This article looks at the ways that you can prevent your winning forex Australia trade from turning into a losing trade.
When you trade on the forex Australia market you are going to be looking for a winning trade. The biggest mistake that you can make when you trade is allowing your winning trade to turn into a losing trade. This will go against the primary principle of the forex Australia market which is to protect your profits. When you protect your profits you will ensure that you are making money on the market and that you are not losing too much. There are a number of steps that you should consider when you look to protect your profits.
The Management of Your Forex Australia Capital
The first point that you should consider is the management of your forex Australia trading capital. When you manage your capital you are going to be able to determine the profits that you can make and keep the profits. The movements on the market can come quickly and this means that the losses you can make will also come quickly.
One of the ways that you can protect your profits with capital management is through the taking of your profits. There are many traders who want to leave their trades to run in the hope that they will be making a greater profit. When you do this you are going to run the risk of having your winning trade turn into a losing trade. There are a number of ways that you can prevent this and you need to know about the two most popular.
The Use of the Trailing Stop
Once of the best ways to prevent your winning trade from turning into a loser is to have a trailing stop. When you use a trailing stop you are going to be using a limit order that follows the price of your trade. This means that when you make a profit the stop loss order will follow the trade price and remain a set number of pips below this.

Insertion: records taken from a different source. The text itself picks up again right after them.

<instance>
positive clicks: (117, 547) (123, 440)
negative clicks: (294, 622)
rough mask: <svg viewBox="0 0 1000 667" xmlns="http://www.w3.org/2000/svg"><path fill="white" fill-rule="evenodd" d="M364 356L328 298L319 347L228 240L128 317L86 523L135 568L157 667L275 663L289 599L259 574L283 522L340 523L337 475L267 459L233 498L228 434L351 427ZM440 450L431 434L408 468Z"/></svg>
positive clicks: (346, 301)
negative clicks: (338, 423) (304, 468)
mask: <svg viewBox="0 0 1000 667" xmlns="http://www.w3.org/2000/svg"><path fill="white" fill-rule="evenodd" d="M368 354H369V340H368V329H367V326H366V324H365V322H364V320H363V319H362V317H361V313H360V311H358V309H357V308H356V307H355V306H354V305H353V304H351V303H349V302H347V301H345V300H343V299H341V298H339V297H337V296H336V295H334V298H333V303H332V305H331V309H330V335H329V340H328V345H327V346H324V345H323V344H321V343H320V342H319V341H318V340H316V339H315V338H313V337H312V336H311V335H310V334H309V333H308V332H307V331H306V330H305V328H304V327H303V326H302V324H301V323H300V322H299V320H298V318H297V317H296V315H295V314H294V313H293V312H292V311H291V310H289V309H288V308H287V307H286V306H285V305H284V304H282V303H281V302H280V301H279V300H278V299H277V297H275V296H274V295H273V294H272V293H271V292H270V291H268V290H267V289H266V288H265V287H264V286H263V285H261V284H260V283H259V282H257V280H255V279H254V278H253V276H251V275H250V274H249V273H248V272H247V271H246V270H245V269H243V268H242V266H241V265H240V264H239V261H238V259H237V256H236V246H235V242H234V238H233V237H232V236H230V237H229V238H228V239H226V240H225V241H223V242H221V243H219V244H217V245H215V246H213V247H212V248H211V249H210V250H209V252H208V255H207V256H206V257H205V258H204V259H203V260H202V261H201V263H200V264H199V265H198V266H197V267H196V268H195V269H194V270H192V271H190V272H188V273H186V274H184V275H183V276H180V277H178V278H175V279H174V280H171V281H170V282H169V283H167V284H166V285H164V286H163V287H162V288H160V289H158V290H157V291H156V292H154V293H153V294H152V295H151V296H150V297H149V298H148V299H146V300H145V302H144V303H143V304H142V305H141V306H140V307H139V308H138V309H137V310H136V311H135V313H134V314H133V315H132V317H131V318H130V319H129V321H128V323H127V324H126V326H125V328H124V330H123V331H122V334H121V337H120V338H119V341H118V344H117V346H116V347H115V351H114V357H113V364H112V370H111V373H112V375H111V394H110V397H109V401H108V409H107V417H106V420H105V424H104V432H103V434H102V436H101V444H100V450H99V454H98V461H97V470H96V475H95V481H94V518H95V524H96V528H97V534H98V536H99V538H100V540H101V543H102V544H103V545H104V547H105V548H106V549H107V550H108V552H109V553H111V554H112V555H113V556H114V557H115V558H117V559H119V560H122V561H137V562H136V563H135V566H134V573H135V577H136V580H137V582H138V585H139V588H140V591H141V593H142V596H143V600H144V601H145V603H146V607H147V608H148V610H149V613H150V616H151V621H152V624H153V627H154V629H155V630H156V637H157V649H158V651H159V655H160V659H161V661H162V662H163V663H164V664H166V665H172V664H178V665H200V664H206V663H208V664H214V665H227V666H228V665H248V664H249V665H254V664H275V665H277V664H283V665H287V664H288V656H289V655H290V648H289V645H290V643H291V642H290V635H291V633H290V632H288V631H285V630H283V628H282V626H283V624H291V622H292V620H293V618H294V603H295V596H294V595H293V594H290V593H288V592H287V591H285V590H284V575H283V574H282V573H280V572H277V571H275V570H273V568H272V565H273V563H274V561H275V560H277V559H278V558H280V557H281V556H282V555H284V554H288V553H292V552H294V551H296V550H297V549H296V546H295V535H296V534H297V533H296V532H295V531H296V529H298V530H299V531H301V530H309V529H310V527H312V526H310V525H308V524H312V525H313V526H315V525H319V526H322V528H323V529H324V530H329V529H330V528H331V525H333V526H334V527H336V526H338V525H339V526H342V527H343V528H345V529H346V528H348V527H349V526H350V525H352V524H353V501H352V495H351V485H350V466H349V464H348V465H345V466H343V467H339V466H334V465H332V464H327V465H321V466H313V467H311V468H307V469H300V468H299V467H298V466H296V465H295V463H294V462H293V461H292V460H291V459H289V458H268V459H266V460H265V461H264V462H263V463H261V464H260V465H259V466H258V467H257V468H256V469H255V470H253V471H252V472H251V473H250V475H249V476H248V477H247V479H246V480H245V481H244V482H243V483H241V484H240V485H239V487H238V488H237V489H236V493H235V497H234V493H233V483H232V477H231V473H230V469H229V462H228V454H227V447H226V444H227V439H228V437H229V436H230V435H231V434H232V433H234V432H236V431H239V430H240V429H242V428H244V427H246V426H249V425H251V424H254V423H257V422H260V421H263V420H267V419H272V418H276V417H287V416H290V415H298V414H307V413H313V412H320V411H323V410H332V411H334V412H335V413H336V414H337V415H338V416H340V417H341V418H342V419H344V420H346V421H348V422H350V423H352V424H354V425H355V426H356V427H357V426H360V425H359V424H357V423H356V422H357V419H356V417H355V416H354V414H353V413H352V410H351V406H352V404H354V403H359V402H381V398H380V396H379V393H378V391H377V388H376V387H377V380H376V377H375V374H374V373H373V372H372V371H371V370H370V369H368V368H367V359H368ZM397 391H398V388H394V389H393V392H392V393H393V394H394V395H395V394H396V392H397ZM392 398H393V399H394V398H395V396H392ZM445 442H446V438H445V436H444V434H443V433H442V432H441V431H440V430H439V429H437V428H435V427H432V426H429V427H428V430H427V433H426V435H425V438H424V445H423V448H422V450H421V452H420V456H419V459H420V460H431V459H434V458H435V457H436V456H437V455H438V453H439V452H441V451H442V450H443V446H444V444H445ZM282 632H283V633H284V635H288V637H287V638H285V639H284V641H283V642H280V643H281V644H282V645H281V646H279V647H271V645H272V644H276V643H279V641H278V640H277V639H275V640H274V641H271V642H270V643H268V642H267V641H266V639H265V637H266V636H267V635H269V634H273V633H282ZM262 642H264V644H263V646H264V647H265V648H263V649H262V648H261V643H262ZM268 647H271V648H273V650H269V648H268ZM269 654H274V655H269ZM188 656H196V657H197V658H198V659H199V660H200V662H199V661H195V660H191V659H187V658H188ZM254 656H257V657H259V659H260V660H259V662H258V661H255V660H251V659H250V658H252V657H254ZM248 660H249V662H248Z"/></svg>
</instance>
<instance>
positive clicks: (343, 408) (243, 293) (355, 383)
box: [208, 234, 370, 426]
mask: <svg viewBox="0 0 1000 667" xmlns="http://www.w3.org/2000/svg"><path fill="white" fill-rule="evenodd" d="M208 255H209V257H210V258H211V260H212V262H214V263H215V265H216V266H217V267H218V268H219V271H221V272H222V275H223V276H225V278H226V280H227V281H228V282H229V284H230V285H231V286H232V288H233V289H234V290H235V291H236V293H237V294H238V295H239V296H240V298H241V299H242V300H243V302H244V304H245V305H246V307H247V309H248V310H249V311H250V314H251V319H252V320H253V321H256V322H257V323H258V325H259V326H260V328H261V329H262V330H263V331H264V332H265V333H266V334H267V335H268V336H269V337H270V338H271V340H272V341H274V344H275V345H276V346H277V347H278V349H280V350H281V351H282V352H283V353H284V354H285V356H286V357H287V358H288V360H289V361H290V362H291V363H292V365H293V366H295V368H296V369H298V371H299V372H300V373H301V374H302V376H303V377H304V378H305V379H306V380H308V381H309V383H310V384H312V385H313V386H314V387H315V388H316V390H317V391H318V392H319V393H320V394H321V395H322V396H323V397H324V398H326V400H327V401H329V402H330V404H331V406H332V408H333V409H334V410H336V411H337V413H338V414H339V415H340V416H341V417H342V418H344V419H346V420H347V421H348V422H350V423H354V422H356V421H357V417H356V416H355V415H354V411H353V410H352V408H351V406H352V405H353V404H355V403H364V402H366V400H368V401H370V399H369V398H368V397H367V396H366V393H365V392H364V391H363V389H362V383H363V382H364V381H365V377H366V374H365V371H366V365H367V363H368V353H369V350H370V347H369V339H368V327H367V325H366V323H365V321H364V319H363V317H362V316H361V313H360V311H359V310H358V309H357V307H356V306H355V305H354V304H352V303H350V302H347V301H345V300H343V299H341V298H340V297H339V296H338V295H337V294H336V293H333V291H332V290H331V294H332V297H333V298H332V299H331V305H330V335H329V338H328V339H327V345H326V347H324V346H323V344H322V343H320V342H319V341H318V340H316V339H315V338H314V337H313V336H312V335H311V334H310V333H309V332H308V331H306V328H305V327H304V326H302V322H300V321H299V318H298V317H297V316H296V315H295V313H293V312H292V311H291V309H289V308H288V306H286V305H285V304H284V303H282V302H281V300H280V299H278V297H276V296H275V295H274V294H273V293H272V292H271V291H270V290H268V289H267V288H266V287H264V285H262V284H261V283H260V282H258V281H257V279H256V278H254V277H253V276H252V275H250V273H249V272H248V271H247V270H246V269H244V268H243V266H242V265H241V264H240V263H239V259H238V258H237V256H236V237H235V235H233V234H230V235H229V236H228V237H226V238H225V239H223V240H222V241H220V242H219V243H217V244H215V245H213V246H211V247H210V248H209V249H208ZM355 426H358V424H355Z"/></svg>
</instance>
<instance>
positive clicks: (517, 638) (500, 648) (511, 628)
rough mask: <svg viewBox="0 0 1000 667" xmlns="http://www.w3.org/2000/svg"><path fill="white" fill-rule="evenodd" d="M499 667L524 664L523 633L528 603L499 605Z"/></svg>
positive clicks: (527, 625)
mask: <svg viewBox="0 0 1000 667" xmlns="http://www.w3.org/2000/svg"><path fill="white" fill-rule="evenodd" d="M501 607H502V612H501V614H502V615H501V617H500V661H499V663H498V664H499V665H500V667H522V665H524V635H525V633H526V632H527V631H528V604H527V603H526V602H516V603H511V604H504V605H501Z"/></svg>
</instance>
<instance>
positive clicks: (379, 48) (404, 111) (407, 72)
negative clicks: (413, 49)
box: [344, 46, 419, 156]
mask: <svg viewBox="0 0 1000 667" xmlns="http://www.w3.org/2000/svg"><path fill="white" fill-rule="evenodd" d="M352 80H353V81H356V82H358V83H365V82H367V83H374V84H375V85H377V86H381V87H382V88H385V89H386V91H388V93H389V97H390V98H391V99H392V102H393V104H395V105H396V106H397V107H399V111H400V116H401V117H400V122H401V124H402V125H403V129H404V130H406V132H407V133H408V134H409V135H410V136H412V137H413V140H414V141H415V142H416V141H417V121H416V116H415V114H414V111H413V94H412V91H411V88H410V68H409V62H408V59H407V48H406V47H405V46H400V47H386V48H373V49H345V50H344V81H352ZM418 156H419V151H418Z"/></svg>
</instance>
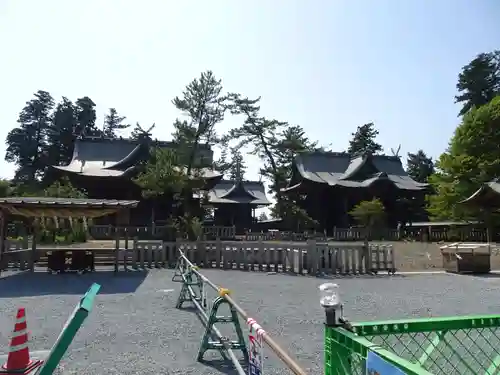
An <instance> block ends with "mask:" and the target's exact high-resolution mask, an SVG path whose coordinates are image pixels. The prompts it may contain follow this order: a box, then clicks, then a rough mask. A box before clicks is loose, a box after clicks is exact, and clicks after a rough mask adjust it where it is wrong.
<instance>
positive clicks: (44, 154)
mask: <svg viewBox="0 0 500 375" xmlns="http://www.w3.org/2000/svg"><path fill="white" fill-rule="evenodd" d="M53 107H54V99H53V98H52V96H51V95H50V94H49V93H48V92H46V91H42V90H40V91H38V92H36V93H35V97H34V98H33V99H32V100H30V101H29V102H27V103H26V105H25V106H24V108H23V109H22V111H21V113H20V114H19V119H18V120H17V122H18V124H19V125H18V127H16V128H14V129H12V130H11V131H10V132H9V133H8V135H7V139H6V143H7V150H6V154H5V160H6V161H7V162H11V163H14V164H15V165H16V173H15V177H14V180H15V181H16V182H18V183H28V184H32V183H35V182H36V180H38V179H39V178H41V177H43V174H44V172H45V169H46V166H47V163H48V149H47V146H48V144H47V133H48V130H49V128H50V125H51V111H52V109H53Z"/></svg>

This stop loss order allows you to protect your profits because of the placement. When you make a profit the stop loss moves with your trade, but when you make a loss the stop will not move. This means that the profits you make on the trade before the stop loss is triggered will be safe. When you use a normal hard stop you will have to lose all of the profits and make a loss before the order is triggered.
Trading in Different Lots
There are a lot of traders who use one lot for the trade that they complete. A good way to protect your profits is to have more than one lot when you trade. When you trade with two lots you will be able to set different price targets. This means that the one lot can be placed with a price target that is very conservative while the second lot has a more aggressive price target.
When you use this trading you need to employ stop loss orders. When you do this you will be able to protect the profits that you make from the first lot while the second lot is still going.